The purpose of this book was to demonstrate the landmark of academic ableism in higher education, where non-disabled people had built barriers to equal access and opportunity to exclude disabled students at universities. To develop this understanding, Dolmage built upon the crucial work of disability studies scholars who have revealed the racist, ableist, and eugenicist roots of higher education and academic culture. Dolmage brought together two specific academic fields: rhetoric and disability studies. As Dolmage did in his previous work in Disability Rhetoric (2014), he used rhetoric as a strategic study of the circulation of power through communication and focused on universities as a rhetorical space through critique, persuasion, and pedagogy. Dolmage illustrated the power dynamic of ableism in higher education and the marginalization of disabled students in North American universities.
Dolmage began by providing an overview of disability studies referenced by other disability studies scholars. He pointed out that higher education employed logics of ableism and disablism, referring to Kumari Campbell's (2009) definition: "a set of assumption (conscious or unconscious) and practices that promote the differential or unequal treatment of people because of actual or presumed disabilities" (p. 4). Dolmage described the real tragedies of higher education, including disproportionately small disabled student populations, limited academic jobs for disabled PhDs, and the struggles of international disabled students.
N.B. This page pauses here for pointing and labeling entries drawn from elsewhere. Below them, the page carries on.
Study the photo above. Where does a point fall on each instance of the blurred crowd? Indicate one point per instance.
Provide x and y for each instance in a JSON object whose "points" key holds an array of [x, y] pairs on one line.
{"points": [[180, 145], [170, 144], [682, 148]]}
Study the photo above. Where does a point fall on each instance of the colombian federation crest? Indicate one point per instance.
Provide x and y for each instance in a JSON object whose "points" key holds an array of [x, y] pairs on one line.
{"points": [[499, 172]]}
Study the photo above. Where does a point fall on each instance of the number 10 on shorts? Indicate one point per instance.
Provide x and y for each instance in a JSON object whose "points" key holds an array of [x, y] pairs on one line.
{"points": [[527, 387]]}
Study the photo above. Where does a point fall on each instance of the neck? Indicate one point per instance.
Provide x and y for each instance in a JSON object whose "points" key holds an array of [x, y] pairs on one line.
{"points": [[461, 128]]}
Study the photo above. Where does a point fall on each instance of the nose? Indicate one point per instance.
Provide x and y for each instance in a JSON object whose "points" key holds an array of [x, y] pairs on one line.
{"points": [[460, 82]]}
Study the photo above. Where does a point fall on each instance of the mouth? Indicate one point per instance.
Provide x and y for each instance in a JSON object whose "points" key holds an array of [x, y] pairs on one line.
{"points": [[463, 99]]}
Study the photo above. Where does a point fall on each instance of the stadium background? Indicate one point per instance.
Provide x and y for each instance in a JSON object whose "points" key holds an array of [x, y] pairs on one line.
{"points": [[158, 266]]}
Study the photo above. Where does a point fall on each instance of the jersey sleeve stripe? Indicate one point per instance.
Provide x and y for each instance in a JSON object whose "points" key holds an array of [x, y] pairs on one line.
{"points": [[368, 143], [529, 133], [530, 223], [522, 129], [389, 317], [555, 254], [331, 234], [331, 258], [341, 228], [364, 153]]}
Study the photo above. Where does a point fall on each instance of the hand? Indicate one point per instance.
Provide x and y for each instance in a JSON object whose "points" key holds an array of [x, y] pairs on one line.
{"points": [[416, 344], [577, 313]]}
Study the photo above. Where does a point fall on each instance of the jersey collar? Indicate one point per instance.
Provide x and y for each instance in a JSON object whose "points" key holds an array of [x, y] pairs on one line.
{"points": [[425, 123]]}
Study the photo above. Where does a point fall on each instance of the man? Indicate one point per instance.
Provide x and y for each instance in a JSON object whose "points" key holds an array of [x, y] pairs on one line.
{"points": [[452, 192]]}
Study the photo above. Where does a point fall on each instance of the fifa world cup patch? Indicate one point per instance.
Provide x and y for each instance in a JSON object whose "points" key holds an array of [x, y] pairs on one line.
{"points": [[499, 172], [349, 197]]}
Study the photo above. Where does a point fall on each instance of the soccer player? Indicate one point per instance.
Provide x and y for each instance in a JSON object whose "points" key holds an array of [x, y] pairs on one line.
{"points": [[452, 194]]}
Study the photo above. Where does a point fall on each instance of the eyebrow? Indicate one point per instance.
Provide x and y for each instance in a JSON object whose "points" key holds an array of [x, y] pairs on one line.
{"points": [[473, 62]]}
He demonstrated that universities make excuses to exclude disabled students from equal access to academic opportunities. Dolmage referred to this as ableist apologia, which originated from Aristotle's apologia.
I myself am a member of a small disabled student population in academia; I have seen few job opportunities, and even though I am on track to earn my PhD, I have faced cultural, linguistic, and financial challenges due to my status as an international Deaf student. I would like to suggest introducing the term academic apologia to describe specific situations within academia that involve discrimination against disabled students, because ableist apologia could be expanded to all academic and non-academic situations.
I have often encountered academic apologia when I was studying for my bachelor's, my master's, my PhD, and even in my workplaces in higher education. The most common situations of academic apologia I have experienced involve a professor dismissing my need for a captioned video with "Sorry, the video was not captioned as it was too old." Beyond my classroom, I have encountered ableist apologia in healthcare settings or public areas as well: doctors claimed that "Sorry, we provide a video remote interpreter, not an in-person interpreter," ignoring my communication preference; and staff claimed "Sorry, we do not provide an interpreter for the tour, only a transcript," skirting interpreter costs. Thus, the term ableist apologia helped me to understand the current issues which I have faced as a Deaf student in higher education.